What is a Public Limited Company?

A public limited company is a   business organization that operates as a separate legal entity from its owners. It is operated by shareholders.

Shares of a public limited company are listed on the stock exchange and its shares are traded in the market publicly. Shareholders of a public limited company are limited to potentially losing only the amount they have invested in shares (face value).

Advantages of Public Limited Company:

Some advantages of a public limited company are given below;

  • Led by Board of Directors.
  • Limited Liability.
  • Number of Members.
  • Transferable shares.
  • Life Span.
  • Financial Privacy.
  • Large Capital.
  • Led by Board of Directors.
  • Public limited.

Examples of Public Limited Companies:

  • Aisha Steel.
  • Al-Ghazi Tractors.
  • Allied Bank Limited.
  • Amreli Steels.
  • Arif Habib Corporation.
  • Askari Bank.
  • At-Tahur.
  • Atlas Honda.

What is a Private Limited Company?

A private limited company is a small business, in which owners have liability to their shares. In this type of business, the number of shareholders is limited to 50, and shareholders can not trade their shares publicly.

Advantages of Private Limited Company:

Some advantages of holding a private limited company is :

1) Limited Liability

Limited Liability is that the financial liability of shareholders is limited to only their shares. Therefore, in case a private limited company faces a financial crisis, they would not risk losing their personal assets.

2) Restricted Trade of Shares

There is a restriction on the sale or transfer of shares. It is an advantage to some shareholders because shareholders who want to sell shares cannot sell them to outside buyers without consent. Shareholders must agree to the transfer of shares; therefore, the risk of competitors’ takeovers is low.

3) Continued existence

Continued existence is another advantage of a private limited company. If the owner dies or leaves the business it will still exist. Private limited companies are incorporated, which becomes an independent legal entity, meaning it is able to sue or own assets separate from the company owner.

4) Tax Breaks

Private limited companies also have tax advantages. For example, corporate taxes are lower than other types of businesses.

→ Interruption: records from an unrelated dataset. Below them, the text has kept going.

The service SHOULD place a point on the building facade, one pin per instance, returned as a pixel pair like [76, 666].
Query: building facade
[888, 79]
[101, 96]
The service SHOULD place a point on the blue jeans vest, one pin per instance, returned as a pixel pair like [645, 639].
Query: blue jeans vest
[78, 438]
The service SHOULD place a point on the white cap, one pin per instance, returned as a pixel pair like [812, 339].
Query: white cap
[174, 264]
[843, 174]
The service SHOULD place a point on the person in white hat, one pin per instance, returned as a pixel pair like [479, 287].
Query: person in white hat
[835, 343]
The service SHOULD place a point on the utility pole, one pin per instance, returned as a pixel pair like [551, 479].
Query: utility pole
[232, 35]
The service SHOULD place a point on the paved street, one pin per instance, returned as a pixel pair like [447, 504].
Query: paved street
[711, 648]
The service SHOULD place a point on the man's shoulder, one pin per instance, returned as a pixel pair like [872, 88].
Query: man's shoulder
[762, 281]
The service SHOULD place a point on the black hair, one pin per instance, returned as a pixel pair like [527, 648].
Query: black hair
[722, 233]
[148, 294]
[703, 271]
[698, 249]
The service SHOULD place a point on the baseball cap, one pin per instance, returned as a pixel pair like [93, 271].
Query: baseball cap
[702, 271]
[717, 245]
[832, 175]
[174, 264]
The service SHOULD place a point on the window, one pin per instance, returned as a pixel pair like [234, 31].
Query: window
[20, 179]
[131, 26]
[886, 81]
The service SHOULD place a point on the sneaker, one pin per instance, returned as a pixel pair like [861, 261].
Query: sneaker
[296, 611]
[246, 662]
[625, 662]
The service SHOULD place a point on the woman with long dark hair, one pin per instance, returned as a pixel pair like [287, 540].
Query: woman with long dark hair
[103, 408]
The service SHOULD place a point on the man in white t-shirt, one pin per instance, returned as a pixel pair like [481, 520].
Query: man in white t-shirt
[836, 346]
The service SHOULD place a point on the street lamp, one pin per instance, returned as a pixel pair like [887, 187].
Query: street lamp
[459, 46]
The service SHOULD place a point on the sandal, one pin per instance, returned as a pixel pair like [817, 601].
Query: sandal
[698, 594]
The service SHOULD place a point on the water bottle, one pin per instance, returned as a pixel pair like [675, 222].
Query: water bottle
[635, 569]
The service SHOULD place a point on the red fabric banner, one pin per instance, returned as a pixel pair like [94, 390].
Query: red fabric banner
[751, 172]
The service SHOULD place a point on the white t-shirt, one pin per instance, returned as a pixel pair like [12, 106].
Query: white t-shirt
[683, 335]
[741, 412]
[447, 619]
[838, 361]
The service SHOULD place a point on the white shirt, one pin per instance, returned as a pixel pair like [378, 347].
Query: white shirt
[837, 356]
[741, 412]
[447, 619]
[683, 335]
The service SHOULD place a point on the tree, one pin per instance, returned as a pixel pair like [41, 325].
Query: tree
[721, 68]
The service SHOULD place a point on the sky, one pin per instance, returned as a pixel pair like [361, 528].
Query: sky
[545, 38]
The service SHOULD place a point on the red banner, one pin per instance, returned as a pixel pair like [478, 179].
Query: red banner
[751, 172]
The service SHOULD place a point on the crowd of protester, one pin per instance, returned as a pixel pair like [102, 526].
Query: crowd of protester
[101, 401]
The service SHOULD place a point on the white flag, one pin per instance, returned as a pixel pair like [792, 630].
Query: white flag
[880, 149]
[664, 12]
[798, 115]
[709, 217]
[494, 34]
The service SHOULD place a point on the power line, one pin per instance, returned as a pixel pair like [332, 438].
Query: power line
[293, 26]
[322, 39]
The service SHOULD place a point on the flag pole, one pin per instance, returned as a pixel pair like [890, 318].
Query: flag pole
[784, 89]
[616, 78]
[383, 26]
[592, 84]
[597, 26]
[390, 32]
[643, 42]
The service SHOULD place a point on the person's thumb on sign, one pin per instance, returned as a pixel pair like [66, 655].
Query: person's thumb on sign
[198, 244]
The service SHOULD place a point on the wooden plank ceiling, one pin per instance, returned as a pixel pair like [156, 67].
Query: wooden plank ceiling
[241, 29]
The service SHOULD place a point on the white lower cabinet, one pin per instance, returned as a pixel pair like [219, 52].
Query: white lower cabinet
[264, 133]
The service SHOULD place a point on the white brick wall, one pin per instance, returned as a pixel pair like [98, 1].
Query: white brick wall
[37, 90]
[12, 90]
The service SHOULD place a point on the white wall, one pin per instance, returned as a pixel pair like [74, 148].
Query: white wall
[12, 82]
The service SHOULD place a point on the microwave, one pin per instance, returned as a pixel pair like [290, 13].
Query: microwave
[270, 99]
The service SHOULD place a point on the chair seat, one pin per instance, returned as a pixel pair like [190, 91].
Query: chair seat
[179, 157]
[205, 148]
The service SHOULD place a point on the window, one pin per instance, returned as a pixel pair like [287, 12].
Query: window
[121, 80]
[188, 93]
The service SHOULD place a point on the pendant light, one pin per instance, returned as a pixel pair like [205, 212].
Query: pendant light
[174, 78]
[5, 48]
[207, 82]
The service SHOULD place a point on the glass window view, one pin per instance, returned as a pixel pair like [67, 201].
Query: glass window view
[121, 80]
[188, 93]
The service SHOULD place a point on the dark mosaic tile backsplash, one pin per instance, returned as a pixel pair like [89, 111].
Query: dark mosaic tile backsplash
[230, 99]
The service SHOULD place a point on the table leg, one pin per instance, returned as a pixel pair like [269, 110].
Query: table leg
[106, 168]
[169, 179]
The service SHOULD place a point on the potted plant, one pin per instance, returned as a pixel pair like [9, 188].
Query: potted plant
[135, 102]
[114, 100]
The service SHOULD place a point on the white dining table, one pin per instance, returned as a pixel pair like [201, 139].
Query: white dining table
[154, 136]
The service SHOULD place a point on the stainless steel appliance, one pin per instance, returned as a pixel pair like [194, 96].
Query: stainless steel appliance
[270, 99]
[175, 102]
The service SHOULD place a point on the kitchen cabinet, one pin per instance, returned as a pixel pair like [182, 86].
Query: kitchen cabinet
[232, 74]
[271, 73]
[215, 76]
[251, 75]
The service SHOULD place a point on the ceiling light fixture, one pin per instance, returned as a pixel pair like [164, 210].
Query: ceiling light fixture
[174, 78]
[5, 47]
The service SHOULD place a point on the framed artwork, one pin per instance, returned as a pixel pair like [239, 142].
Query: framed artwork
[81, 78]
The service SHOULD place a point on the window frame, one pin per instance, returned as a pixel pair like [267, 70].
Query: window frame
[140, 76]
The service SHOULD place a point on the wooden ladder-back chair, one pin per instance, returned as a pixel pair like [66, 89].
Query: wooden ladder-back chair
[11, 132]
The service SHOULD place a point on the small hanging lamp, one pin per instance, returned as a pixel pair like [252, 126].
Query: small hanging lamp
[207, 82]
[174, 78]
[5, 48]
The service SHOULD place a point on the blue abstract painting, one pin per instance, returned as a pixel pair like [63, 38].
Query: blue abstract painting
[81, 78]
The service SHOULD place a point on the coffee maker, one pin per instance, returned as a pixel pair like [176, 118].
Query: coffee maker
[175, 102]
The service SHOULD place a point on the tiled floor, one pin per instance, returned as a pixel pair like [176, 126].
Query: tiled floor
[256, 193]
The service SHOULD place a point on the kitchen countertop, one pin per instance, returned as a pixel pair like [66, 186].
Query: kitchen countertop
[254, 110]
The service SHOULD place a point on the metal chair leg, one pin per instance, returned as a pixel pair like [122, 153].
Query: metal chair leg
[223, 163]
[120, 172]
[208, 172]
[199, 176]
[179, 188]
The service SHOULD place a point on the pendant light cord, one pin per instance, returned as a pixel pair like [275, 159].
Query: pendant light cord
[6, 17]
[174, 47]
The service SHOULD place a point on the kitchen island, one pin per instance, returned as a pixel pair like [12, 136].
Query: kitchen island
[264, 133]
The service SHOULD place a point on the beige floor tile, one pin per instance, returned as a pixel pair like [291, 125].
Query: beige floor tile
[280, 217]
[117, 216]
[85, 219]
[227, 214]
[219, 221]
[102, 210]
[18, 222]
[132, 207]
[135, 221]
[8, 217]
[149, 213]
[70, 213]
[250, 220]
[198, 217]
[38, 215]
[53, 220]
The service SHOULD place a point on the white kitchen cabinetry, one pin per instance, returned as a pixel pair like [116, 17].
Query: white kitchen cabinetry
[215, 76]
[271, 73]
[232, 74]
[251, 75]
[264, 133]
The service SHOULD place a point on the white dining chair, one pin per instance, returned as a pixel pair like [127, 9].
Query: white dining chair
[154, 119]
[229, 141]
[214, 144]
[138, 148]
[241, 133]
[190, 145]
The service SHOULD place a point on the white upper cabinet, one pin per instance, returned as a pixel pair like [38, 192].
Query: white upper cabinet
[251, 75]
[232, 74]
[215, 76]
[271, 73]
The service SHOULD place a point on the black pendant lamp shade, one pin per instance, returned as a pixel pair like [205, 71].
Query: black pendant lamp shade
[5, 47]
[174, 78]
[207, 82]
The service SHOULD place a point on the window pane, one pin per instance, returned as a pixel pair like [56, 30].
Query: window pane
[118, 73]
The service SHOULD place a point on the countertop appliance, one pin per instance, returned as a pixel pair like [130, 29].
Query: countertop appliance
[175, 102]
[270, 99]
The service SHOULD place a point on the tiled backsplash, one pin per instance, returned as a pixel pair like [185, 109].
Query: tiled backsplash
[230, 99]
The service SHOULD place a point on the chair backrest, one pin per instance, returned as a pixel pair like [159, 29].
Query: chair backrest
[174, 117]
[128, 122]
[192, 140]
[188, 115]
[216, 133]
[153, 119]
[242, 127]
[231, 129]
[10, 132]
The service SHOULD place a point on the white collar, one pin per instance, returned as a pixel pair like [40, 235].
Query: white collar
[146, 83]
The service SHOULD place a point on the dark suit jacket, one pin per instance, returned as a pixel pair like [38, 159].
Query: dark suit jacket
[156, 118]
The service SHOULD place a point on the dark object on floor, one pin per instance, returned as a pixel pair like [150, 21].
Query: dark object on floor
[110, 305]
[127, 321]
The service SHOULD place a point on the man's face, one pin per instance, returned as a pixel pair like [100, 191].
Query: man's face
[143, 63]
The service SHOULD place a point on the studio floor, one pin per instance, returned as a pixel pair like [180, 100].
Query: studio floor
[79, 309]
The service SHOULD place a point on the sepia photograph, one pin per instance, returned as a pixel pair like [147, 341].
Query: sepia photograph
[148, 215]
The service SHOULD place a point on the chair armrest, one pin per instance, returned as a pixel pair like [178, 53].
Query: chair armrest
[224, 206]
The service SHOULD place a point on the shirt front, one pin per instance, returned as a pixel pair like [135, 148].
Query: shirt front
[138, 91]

Examples of Private Limited Company:

  • COCA-COLA PAKISTAN LIMITED.
  • PAKISTAN PTA LIMITED .
  • GUL AHMED ENERGY LIMITED.

Collective Partnership:

Collaborative partnerships refer to agreements and actions taken by two or more organizations to share their resources, expertise, and knowledge to achieve a common goal. These partnerships involve a mutual agreement between the parties involved to share their capital resources, such as funding, staff, equipment, or technology, for a specific project or initiative.

The organizations involved in a collaborative partnership share the same or similar goals and objectives, and they work together towards achieving them. The primary aim of a collaborative partnership is to enable all parties to benefit from the shared resources and expertise, which would not have been possible individually.

In a collaborative partnership, each organization brings its unique strengths and expertise, which complement the others’ capabilities. This way, the partners can leverage each other’s strengths, mitigate their weaknesses, and achieve their common goals more efficiently and effectively. Overall, collaborative partnerships help organizations to pool their resources and efforts to achieve greater impact and outcomes than they could have done alone.

Corporation:

A corporation is a type of business that is separate from its owners, with its own legal rights and responsibilities. It can enter into contracts, borrow money, sue and be sued, hire employees, and pay taxes. Shareholders enjoy limited liability protection, and the corporation can raise funds by issuing shares of stock to investors. However, corporations have increased regulation and formalities, double taxation of profits, and higher start-up costs.